For some unknown reason, following police vehicle pursuits, the suspects rarely make it to jail without suffering violent injuries. They always tend to resist, or get accidentally injured in some way. I’m about to show you brand new footage showing my client, Hiram Tolliver being taken into custody by the Bluefield, West Virginia Police, after leading them on a brief chase. It’s not all that clear why he was fleeing, or why they were chasing him. Other than an allegations of hearing screeching tires, he wasn’t suspected of committing any prior crime. On May 5, 2022, Bluefield Police Department Officer D.R. Barker was assisting the city manager at an intersection in Bluefield, West Virginia. He claims that he heard a vehicle traveling at a high rate of speed. He claims that he heard the screeching of tires “where the vehicle was taking turns too fast.” Once the vehicle came into view he pulled in behind it and tried to stop it, but the driver fled.
According to the police reports, the pursuit began at 9:29 p.m. Body cam footage shows that the pursuit ended at around 9:36 p.m. – so roughly 5 or 6 minutes – at which time the driver, Hiram Tolliver, was violently taken into custody on the dead end street in front of his parents home.
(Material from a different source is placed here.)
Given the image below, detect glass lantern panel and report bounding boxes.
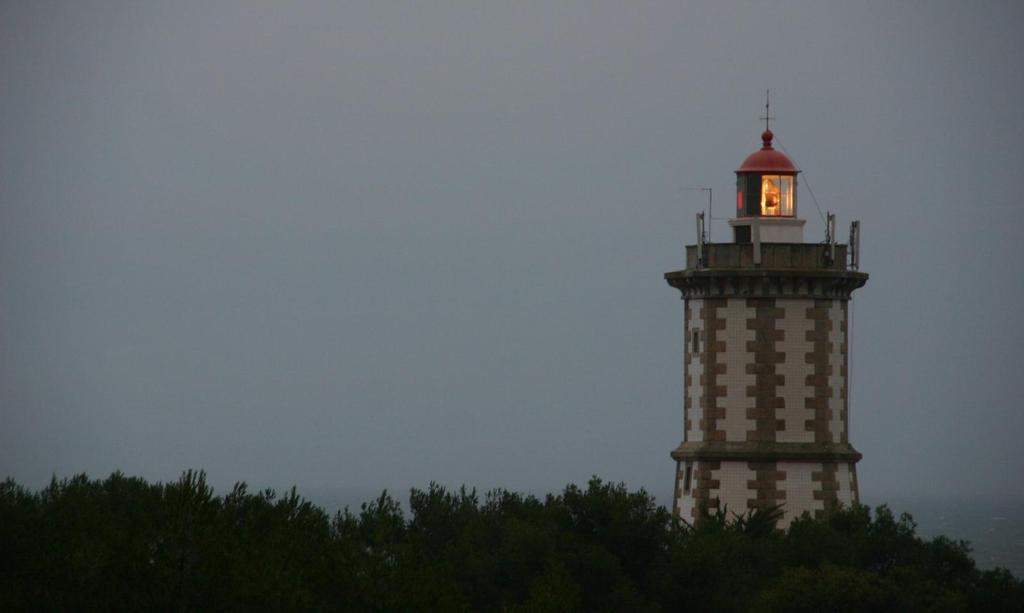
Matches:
[779,176,793,217]
[761,175,782,217]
By around 9:48 p.m., Mr. Tolliver would end up falling off the roof of the local fire department building. That’s right, this story doesn’t end with the arrest itself.
See the footage for yourself:
Does what we saw on the video line up with the police reports? Officer Barker wrote the following:
The vehicle then came to a stop at the dead end. The driver was then ordered out of the vehicle and to get on the ground. The driver went to the ground. When he was ordered to give us his hands, he resisted arrest. Detective K.L. Ross could not bring his hands together to effect the arrest. Defensive tactics were used to apprehend the suspect in order to effect the arrest. I was finally able to cuff the driver of the fleeing vehicle.
Officer Barker mentioned in his report that he sustained an injury to his right hand. In fact, we can see that injury in his body cam footage. Gee, I wonder what could have inflicted such a brutal injury?
Unfortunately, similar to the missing body cam footage, we have no report from the first officer to make physical contact with Hiram, Detective Ross.
Justifiable force must be reasonable in light of the circumstances. Courts don’t generally second-guess an officer making split second decisions with 20/20 hindsight in a struggle with someone physically resisting or fighting with them. But if the facts show the arrestee has submitted to them, not resisting, and that force is applied unnecessarily, as a punishment or retaliation, rather than in an attempt to gain control or custody of the person, that is always going to be unreasonable.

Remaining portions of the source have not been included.